Western blot analysis

30 μg protein from each sample were separated on 4–20 % gradient SDS-PAGE (Bio-Rad) and transferred onto a PVDF membrane. The blots were incubated with phospho-Smad1 (Ser463/465)/ Smad5 (Ser463/465)/Smad9 (Smad8) (Ser465/467) antibody (Cell Signaling) for overnight at 4 °C. Anti-β-actin (Cell Signaling) was used as internal control. The blots were washed and incubated with horseradish peroxidase-conjugated anti-rabbit IgG for 1 h. After washing, blots were incubated with Pierce Supersignal ECL substrate, and exposed to X-ray films.

siRNA transfection

A reverse transfection protocol was done to deliver non-silencing negative control siRNA (scrambled siRNA) (Ambion), glyceraldehyde-3-phosphate dehydrogenase (GAPDH) or gene-specific siRNA (Ambion), into GSCs as previously described [13]. The transfection efficiency and cellular toxicity due to transfection were monitored using KDalert™ GAPDH Assay Kit (Invitrogen). Briefly, a transfection complex was prepared by diluting siRNA in 10 μl OPTI-MEMI (Invitrogen) then mixing with 10 μL OPTI-MEMI containing 0.3 uL Lipofectamine RNAi-MAX transfection reagent (Invitrogen). The siRNA transfectant was then added into each well in a 96-well plate followed by seeding 6000–9000 cells in 100 μL media to give a final siRNA concentration of 30 nM in each well. Targeted gene silencing was determined 72 h after transfection by sqRT-PCR, using a Power SYBRH Green Cells-to-CTTM Kit (Ambion).

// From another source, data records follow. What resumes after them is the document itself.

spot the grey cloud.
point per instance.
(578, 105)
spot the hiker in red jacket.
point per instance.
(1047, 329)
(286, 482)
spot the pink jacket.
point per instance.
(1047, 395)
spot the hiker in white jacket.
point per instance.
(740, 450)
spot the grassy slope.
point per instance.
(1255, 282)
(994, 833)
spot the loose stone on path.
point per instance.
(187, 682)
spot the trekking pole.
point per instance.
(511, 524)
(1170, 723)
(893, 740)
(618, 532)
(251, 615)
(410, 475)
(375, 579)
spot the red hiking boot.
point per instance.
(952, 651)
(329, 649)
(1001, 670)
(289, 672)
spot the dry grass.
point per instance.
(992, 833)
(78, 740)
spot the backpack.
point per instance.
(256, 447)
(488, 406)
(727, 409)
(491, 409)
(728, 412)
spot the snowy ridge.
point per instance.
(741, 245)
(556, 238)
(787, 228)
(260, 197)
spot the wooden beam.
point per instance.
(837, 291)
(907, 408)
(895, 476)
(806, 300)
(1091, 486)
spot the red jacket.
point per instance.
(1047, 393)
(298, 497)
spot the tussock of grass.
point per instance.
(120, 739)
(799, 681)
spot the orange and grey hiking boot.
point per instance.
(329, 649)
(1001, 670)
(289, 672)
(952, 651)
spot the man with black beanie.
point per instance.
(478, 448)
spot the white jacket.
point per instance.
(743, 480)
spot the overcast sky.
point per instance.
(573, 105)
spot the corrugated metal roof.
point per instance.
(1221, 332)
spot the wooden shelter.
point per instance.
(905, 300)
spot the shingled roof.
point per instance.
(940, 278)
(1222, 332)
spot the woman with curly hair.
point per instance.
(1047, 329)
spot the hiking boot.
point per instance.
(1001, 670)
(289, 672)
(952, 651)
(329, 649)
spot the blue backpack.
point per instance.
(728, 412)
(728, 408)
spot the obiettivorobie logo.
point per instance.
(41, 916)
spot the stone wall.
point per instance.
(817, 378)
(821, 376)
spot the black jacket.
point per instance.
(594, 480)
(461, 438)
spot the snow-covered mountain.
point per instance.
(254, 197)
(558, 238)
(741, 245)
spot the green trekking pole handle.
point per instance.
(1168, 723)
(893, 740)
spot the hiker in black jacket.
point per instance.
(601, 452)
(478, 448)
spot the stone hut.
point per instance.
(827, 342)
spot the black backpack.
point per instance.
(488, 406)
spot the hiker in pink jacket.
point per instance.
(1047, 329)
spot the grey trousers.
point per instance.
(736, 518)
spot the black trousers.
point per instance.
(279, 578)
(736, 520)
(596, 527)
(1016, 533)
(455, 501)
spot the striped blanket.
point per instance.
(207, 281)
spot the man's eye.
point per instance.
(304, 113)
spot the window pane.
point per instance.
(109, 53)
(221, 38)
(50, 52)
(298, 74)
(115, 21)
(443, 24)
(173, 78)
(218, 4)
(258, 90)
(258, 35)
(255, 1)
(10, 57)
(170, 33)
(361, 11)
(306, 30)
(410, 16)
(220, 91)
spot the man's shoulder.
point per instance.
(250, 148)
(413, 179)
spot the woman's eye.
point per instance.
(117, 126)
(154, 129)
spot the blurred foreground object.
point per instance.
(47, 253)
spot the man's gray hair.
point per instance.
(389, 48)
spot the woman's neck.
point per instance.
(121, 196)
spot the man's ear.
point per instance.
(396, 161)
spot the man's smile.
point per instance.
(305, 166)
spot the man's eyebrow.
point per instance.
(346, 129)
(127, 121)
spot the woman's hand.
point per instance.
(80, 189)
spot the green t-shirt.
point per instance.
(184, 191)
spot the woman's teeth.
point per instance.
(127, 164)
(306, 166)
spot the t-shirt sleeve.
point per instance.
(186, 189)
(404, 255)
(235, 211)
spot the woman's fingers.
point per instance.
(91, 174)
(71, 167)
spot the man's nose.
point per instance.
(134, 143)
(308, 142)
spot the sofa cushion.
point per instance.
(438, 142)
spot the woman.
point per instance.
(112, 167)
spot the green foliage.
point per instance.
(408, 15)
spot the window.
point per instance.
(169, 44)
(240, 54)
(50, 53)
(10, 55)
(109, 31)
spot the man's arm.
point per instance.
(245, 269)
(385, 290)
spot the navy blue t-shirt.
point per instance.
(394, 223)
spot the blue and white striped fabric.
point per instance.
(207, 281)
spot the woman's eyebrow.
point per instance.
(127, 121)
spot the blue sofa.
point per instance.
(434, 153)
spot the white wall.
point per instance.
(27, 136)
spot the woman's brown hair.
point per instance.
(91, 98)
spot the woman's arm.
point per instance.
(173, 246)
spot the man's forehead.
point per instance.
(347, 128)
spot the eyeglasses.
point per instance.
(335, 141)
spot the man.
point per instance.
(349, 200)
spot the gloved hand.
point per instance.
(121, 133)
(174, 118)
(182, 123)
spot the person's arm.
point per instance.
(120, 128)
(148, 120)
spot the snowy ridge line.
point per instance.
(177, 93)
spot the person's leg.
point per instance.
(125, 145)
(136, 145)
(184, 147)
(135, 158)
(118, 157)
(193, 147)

Methylation-specific PCR (MSP) analysis

Genomic DNA was subjected to bisulfite treatment using the EZ DNA Methylation-Gold™ Kit (Zymo Research) following the manufacturer's instructions. The promoter MGMT-MSP was performed using a two-step nested approach to amplify both methylated and unmethylated MGMT separately as described previously [71]. Total human genomic DNA methylated by bacterial DNA methyltransferase and whole genome amplified DNA were used as positive and negative controls for methylated alleles of MGMT, respectively. The PCR products were resolved on 4 % low melting point agarose gels.

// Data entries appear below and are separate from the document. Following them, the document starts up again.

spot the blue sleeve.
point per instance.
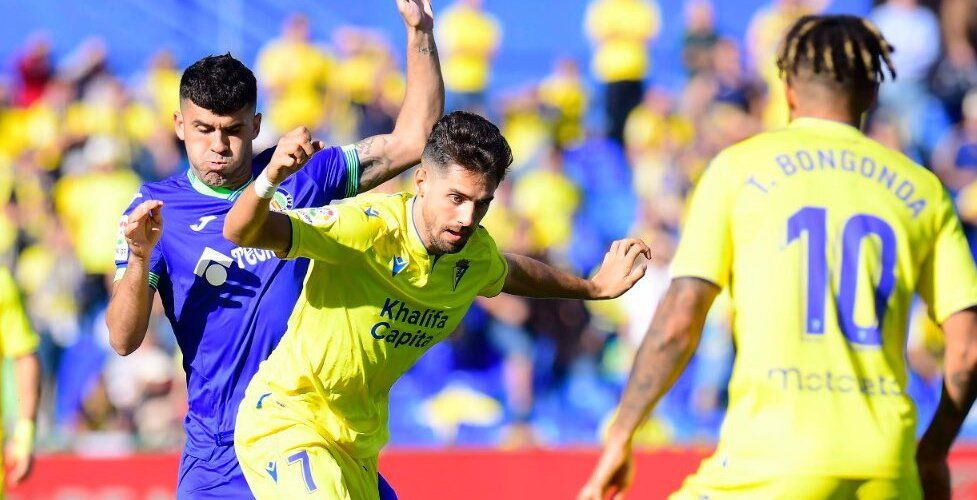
(335, 171)
(156, 263)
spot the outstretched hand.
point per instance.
(417, 14)
(294, 149)
(617, 274)
(613, 475)
(144, 228)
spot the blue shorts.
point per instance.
(221, 477)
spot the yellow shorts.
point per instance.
(803, 488)
(282, 457)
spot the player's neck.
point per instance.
(419, 227)
(827, 114)
(233, 183)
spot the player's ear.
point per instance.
(791, 95)
(420, 180)
(178, 124)
(257, 126)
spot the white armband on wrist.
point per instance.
(264, 187)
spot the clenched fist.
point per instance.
(291, 154)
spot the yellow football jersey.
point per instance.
(822, 237)
(374, 301)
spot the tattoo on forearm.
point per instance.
(374, 164)
(661, 358)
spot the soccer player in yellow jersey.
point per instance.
(822, 236)
(391, 276)
(18, 342)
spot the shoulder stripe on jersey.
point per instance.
(352, 170)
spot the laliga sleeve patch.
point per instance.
(318, 216)
(121, 245)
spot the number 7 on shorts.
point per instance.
(303, 456)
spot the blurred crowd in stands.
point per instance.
(600, 151)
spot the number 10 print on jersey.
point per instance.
(814, 222)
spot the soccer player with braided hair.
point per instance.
(822, 237)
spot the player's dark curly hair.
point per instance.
(470, 141)
(221, 84)
(848, 50)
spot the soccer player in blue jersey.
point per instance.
(229, 305)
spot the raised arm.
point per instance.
(666, 349)
(959, 392)
(385, 156)
(531, 278)
(19, 452)
(127, 316)
(250, 223)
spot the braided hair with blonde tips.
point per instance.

Intracranial tumor formation, BMP7 treatment, and histopathologic analysis

To test the tumorigenic capacity of GSC, 105 viable cells in a volume of 3 μl culture media were engrafted intracranially into anesthetized NOD (CB17-Prkdcscid/J) mice (5 weeks old; 15–16 g). Mice were then maintained until neurological signs were observed, at which point they were sacrificed. The brains were removed, fixed in 4 % formalin, paraffin-embedded, and sectioned. Histopathologic analyses were done on paraffin slides stained with hematoxylin-eosin (H-E) staining per standard technique. To test whether BMP7 can sensitize TMZ for treatment of GSC in vivo, mice were randomly divided into four groups (5 mice per group) and each group was received the following treatments: group 1, 0.01 % DMSO; group 2, TMZ; group3, BMP7; group 4, BMP7 + TMZ. GSC cells (105/3 μl/animal) were intracranially injected followed by local delivery of vehicle (0.01 % DMSO in 100 μl H2O) or TMZ (100 μl of 35 μM TMZ) for group 1 and group 2 mice or BMP7 (10 ng in 100 μl water) for group 3 and group 4 mice using an osmotic minipump (Alzet, USA, model 1007D). The sterile pump was implanted subcutaneously (s.c.) onto the back of animals, and the drug solutions were delivered through the cannula, which was placed through a small skull burr hole onto the pial surface where tumor cells were implanted. On day 7 after local treatment, the mice of group 2 were continuously treated with TMZ (66 mg/kg) via oral gavage daily for 5 days, the mice of group 3 received intraperitoneal injection of BMP7 (2 μg/day) for 5 days and mice group 4 received both BMP7 (morning) and TMZ (afternoon) for 5 days. Animals were maintained until neurological signs were observed. Immediately after sacrifice, the brains were removed and subjected to histopathological analysis. All animal experiments in this study were under a protocol approved by the UCLA Institutional Animal Research Committee.

Statistical analysis

Each experiment was set up in triplicate and repeated at least twice. Data were expressed as means ± SD and analyzed using 1-way ANOVA tests, depending on homogeneity of variances. Cumulative survival probabilities were calculated using the Kaplan-Meier method. The log-rank test was used to compare survival across groups. All p-values were 2-sided, and those lower than 0.05 were considered significant. SPSS v19.0 for Windows software was used for all statistical analysis.

Declarations

Acknowledgement

We thank UCLA Brain Tumor Translational Resource, Jonsson Comprehensive Cancer Center (NIH P30 CA-16042), and Center for AIDS Research Flow Cytometry Core Facility (NIH 5P30 AI-28697) for their technical assistance. We also acknowledge many outstanding references providing information about gene functions in Tables 1 and 2 that are not cited here. This work was supported by grants from the American Cancer Society (RSG-07-109-01-CCE) (CLT), National Cancer Institute (1 R21 CA140912-01) (CLT), National Institute of Health (1DP2OD006444-01) (CLT), and the Bradley Zankel Foundation (CLT). The funders had no role in study design, data collection and analysis, decision to publish, or preparation of the manuscript.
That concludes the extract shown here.